Note
Access to this page requires authorization. You can try signing in or changing directories.
Access to this page requires authorization. You can try changing directories.
Windows 365 Link supports two methods for user sign-in: Web sign-in and FIDO2 security keys.
Web sign-in
Web sign-in is a web-based sign-in experience for Microsoft Entra ID tenants and Microsoft Entra joined devices. This sign in method is available on Windows 365 Link without the need to configure anything on the device. Authentication options are based on the authentication methods enabled in your Entra tenant and can include:
- Username and password.
- Phone sign-in with Microsoft Authenticator.
- FIDO2 security key.
- Passkey on another device through cross device authentication.
For full information on the available authentication methods, including recommendations for best security implementation, see What authentication and verification methods are available in Microsoft Entra ID?.
Using web sign-in
- On the Windows 365 Link sign-in screen, select the globe icon.
- Type your User Principal Name (UPN) (for example, John@contoso.com) and select the arrow.
- Based on the authentication methods configured on your tenant, follow the Microsoft Entra web sign-in process.
Third-party identity providers
Third party identity providers can be used for signing in to Windows 365 Link. However, some limitations can arise if the third party identity provider uses custom controls to integrate with your tenant. Custom controls:
- Can’t be used to satisfy multifactor authentication claim requirements
- Don’t support Intune device enrollment.
- Don’t support joining devices to Microsoft Entra ID.
Microsoft Entra’s external authentication method can be used instead of custom controls for a better Windows 365 Link web sign-in experience.
Certificate-based authentication (CBA)
Microsoft Entra certificate-based authentication is currently not supported as part of web sign-in on Windows 365 Link.
FIDO2 security key
FIDO2 security key lets a user sign-in with a passkey saved on a FIDO2 security key. Enabling this sign-in method may require configuration in your environment.

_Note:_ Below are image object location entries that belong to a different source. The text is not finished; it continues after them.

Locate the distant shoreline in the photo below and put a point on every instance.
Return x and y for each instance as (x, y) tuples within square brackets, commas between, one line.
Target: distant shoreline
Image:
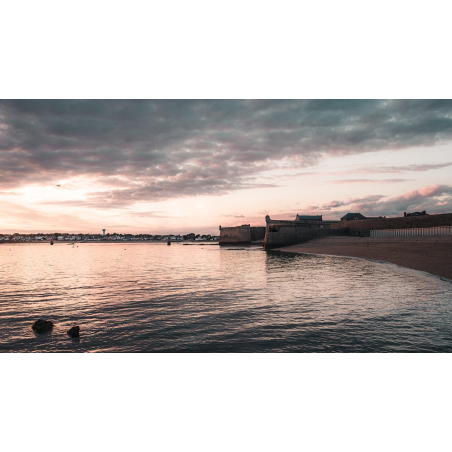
[(429, 254), (67, 242)]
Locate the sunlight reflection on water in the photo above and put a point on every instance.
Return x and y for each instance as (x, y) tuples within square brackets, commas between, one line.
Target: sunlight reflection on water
[(151, 297)]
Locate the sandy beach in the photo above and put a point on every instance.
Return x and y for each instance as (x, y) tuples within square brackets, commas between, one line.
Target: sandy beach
[(429, 254)]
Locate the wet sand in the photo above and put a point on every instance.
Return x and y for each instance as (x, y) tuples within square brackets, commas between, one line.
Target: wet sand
[(429, 254)]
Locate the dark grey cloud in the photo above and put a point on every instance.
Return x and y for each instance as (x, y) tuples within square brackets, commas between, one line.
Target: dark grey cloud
[(154, 150), (434, 199)]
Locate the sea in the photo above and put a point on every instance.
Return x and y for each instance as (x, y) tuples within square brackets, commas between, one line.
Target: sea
[(203, 298)]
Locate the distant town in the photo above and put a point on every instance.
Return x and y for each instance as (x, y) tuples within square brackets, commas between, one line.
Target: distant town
[(104, 237)]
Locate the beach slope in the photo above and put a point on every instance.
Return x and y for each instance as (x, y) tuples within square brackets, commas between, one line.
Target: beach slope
[(429, 254)]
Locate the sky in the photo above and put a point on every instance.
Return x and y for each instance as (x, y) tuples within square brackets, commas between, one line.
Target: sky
[(180, 166)]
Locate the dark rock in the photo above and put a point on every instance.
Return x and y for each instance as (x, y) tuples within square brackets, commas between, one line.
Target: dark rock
[(74, 331), (42, 326)]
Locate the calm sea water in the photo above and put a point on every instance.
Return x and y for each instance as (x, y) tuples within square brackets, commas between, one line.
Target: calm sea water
[(203, 298)]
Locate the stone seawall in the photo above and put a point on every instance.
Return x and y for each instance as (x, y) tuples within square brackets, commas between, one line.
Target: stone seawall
[(286, 234), (257, 233), (424, 221), (241, 234), (237, 234)]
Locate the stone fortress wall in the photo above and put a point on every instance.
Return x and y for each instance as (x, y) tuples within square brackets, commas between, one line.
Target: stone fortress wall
[(280, 233), (241, 234)]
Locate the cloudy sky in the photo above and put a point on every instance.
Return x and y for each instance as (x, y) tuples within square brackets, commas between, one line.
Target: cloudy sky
[(180, 165)]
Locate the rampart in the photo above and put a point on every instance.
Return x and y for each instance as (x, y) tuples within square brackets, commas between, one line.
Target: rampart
[(285, 234), (241, 234), (424, 221)]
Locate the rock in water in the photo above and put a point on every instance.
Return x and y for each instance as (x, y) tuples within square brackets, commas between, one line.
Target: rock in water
[(74, 331), (42, 326)]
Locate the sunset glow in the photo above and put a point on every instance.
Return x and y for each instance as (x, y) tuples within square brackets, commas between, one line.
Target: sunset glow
[(190, 166)]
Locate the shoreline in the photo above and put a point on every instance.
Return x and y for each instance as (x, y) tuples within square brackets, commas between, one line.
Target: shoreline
[(431, 254)]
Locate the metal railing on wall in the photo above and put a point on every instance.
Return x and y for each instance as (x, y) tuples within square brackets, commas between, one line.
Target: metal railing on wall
[(412, 232)]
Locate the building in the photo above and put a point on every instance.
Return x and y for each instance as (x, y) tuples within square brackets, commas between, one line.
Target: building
[(353, 216), (414, 214), (308, 217)]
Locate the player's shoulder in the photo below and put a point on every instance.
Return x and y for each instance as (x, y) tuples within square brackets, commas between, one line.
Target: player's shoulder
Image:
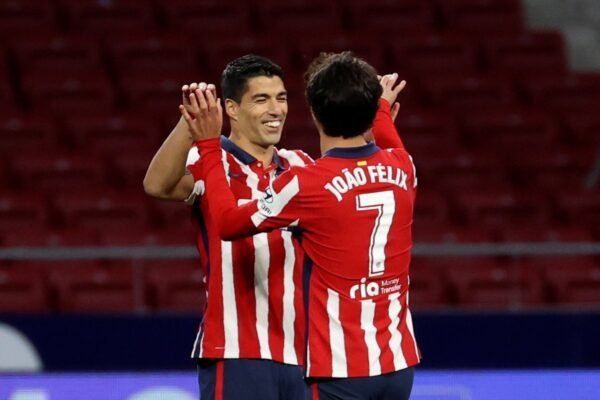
[(295, 157)]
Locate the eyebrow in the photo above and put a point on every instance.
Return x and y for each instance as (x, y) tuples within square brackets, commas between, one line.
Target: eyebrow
[(259, 95)]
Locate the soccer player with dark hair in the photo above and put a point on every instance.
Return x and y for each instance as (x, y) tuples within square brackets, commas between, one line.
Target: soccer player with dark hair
[(354, 210)]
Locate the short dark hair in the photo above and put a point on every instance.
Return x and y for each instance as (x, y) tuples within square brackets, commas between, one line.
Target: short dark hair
[(343, 93), (234, 80)]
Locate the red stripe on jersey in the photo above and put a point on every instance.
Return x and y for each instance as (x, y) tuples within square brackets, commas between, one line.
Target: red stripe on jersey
[(220, 377)]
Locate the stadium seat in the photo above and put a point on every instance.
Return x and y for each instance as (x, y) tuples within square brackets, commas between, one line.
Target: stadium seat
[(139, 53), (89, 287), (517, 128), (297, 17), (433, 54), (175, 285), (428, 285), (19, 16), (206, 19), (38, 171), (531, 53), (102, 210), (62, 92), (501, 208), (469, 94), (22, 132), (117, 134), (481, 282), (22, 211), (23, 291), (373, 18), (40, 53), (105, 17), (44, 237), (572, 280), (575, 92), (482, 17)]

If the Windows 365 Link sign-in screen doesn’t show two icons (a security key and a globe) at the bottom, then the device isn’t configured to use FIDO2 security keys. For more information, see Enable FIDO2 security key sign-in to Windows 10 and 11 devices with Microsoft Entra ID.
Using FIDO2 security key
- To start the FIDO2 security key sign in process, you can either:
- Insert the security key into the USB port. Windows 365 Link automatically switches to this credential provider.
- Select the security key icon.
- In the prompt, enter your PIN.
- When prompted, touch the security key to prove presence.
- The sign-in process completes and you’re connected to your Cloud PC.
Multiple Microsoft Entra accounts on one FIDO2 security key
If a FIDO2 security key contains more than one Microsoft Entra account, the last account added to the FIDO2 security key is automatically selected for sign-in or unlocking using this credential provider.
If supporting a security key containing multiple keys is a required scenario and you want to avoid the forced key selection, you can instead use the Web sign-in credential provider. In this case, select security key when prompted for the authentication method. This option lets you select a specific Microsoft Entra account on the FIDO2 security key.